Sven Berggren (12 August 1837 - 28 June 1917) was a Swedish botanist, explorer and university professor. He was a professor at Lund University 1883–1902, later at Uppsala University. He was elected a member of the Royal Swedish Academy of Sciences in 1880.

He collected plants on a number of journeys to then little-known areas of the world, e.g. Svalbard in 1868, Greenland in 1870 (both times with Nordenskiöld's expedition) and, in 1873, New Zealand, Australia, Hawaii and California. In 1874 Berggren distributed bryophyte specimens which belong to a series which superficially resemble an exsiccata work with the title Plantae in Itineribus Suecorum Polaribus collectae. He made particularly novel collections and descriptions of bryophytes and to less extent vascular plants, algae and fungi.

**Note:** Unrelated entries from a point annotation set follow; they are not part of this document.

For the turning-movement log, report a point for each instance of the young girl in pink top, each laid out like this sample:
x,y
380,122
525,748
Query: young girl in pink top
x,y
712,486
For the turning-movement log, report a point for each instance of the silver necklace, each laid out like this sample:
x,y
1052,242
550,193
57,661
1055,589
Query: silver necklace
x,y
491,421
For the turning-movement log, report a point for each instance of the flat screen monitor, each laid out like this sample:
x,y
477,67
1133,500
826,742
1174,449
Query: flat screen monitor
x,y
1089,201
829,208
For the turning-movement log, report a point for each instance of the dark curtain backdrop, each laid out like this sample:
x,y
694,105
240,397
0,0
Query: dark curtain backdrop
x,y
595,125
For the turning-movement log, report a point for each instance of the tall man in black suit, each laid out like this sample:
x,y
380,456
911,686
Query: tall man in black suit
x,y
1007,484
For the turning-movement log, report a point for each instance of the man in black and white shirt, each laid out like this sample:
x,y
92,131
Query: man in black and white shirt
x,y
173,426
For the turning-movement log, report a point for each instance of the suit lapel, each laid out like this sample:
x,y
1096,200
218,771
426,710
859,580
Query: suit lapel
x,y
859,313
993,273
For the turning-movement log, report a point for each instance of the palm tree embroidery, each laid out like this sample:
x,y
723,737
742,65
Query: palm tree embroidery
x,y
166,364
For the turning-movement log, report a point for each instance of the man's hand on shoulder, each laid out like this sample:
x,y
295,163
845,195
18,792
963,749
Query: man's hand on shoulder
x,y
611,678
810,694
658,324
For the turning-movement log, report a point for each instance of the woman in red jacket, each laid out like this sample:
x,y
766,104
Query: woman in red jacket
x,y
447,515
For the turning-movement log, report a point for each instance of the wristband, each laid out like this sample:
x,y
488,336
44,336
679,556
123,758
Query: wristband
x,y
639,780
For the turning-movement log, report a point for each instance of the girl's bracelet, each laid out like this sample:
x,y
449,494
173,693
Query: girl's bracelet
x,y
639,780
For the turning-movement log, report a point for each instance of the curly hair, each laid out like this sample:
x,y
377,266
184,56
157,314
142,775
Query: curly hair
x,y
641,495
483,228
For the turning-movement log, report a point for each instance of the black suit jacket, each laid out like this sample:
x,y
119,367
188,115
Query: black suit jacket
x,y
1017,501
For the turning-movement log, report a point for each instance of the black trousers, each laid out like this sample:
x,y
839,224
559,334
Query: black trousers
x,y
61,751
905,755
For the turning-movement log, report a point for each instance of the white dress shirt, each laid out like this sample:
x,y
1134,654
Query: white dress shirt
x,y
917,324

His collections are kept at Lund University.

==Selected works==
- Musci et Hepaticæ Spetsbergenses - Bericht über die Untersuchung den Moosflora Spitzbergens und Beeren-Eilands während der schwedischen Expeditionen 1864 und 1868, und Verzeichniss den dort gesammelten Arten. Kungliga svenska Vetenskapsakademiens Handlingar N.S., vol. 13 (7), Stockholm, 1875.
- Undersökning af mossfloran vid Disko-bugten och Auleitsivikfjorden i Grönland. Kungliga svenska Vetenskapsakademiens Handlingar N.S., vol. 13 (8), Stockholm, 1875.
- On New Zealand Hepaticæ I. Lund, 1898.